From the mouths of babes.

Back in high school, I once drove through Assiniboine Park with some friends, and one of them - apropos of nothing - said, "Wouldn't it be gross if everyone in the park dropped their pants, and you were forced to smell their bumholes?"

After initially mocking him, we broke into discussion groups, hashed out the issue in detail and came to a consensus: it wouldn't be so bad if you wanted to do it, but if you were forced to do it, it would be awful.

Years later, I'd discover that we'd not only cracked (Get it? Cracked? Awww, forget it.) the conundrum, but also come up with the key to school, work, and life.

My friend who initially posed the question is doing well in Toronto, where he does PR for the Canadian government. He says the job stinks, but it's not so bad if you want to do it.

Thursday, July 11, 2013

Red Rose Tea figurines - the gateway to a life of crime and collecting

Steal me!
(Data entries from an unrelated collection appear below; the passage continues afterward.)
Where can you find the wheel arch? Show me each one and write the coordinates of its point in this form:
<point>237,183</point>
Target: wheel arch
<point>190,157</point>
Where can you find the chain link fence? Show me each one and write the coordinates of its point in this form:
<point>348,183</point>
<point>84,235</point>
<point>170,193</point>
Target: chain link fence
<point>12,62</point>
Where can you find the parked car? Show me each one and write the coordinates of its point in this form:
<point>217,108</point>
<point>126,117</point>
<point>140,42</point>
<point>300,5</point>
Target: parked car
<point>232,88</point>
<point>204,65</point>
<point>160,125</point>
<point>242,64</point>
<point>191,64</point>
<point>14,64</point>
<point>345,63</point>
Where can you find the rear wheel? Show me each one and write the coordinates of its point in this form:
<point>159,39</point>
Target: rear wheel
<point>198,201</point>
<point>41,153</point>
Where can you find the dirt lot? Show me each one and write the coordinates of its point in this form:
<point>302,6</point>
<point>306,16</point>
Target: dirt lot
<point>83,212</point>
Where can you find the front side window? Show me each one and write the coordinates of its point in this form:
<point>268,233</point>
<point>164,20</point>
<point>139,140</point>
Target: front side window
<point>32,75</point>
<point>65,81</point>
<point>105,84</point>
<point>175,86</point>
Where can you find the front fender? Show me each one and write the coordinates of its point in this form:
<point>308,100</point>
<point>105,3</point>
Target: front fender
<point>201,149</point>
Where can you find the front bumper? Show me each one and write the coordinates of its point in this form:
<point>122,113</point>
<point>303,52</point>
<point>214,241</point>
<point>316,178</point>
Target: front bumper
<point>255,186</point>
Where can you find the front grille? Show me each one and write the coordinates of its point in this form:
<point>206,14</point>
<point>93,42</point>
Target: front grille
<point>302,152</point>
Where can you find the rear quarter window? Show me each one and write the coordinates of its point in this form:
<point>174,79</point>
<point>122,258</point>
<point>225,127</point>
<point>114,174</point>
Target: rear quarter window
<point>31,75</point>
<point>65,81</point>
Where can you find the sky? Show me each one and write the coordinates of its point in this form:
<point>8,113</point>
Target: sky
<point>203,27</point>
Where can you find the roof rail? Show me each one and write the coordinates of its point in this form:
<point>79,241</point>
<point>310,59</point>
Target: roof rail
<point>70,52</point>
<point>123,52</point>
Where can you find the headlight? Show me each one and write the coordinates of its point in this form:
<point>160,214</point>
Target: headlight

From Canadianpickers.com

Tea is a gateway drug. 

When I think back to what made me a collector of action figures, records, books, and assorted crap today, I can only blame one thing: Red Rose Tea figurines. 

Back in the 60s, 70s, and 80s these figurines (see hedgehog, above) came packed in every box of Red Rose Tea, one per box of 100 (or was it a million?) tea bags. So, as a kid, it was your task to drink as much caffeine as possible in order to "collect the whole set."

Red Rose Tea has a helpful history of the figurines on its website, in which we find out that they're from George Wade Pottery in Burslem, England, which first produced them for Red Rose Tea in 1967 (the year of the Lord, it being my birth year), and that they're actually called "Whimsies." How whimsical.

Also:
"Nearly all Red Rose Figurines, with the exception of the very first, have one significant feature: fine moulded parallel ridges on the underside of the base. It now seems to have become a "trademark" for all Wade "Whimsies" to follow, making them remarkable Red Rose collectibles." 
Whatever. All I cared about was getting all of them - a perfect example of sales driven by sales promotions, in this case a premium ("something free"). Kids are particularly susceptible to premiums, hence the free, plastic toy in the box of Frosted Flakes and the non-edible parts of the Happy Meal. Oh, yeah, that would be all of it. You get the idea.

I developed a serious tea habit. Before I knew it, I was hanging out at seedy, all-night tea dens, snorting tea powder off of the nostril-sized figurines, and waking up naked and confused next to zoo miniatures.

Even worse, on a neighborhood visit with my mother to her friend's place, I was so shocked to find she possessed one of the figurines I'd been looking for, I pocketed it. When I got home, the caffeine wore off and my conscience caught up with me. I admitted to my mother that I'd stolen the figurine, in the way that most five-year-old kids admit anything:
"Hey, mom, looked what fell into my pocket!" 
My mother, horrified at what I'd become, made me go back to her friend's place and apologize. To my surprise, the friend said, "Oh, that's OK: you can have it." So, I took it back home and gave it a place of prominence in my Whimsies display.

From that moment on, every time I looked at my figurines display, I remembered a valuable lesson: crime pays. Thanks, Red Rose Tea!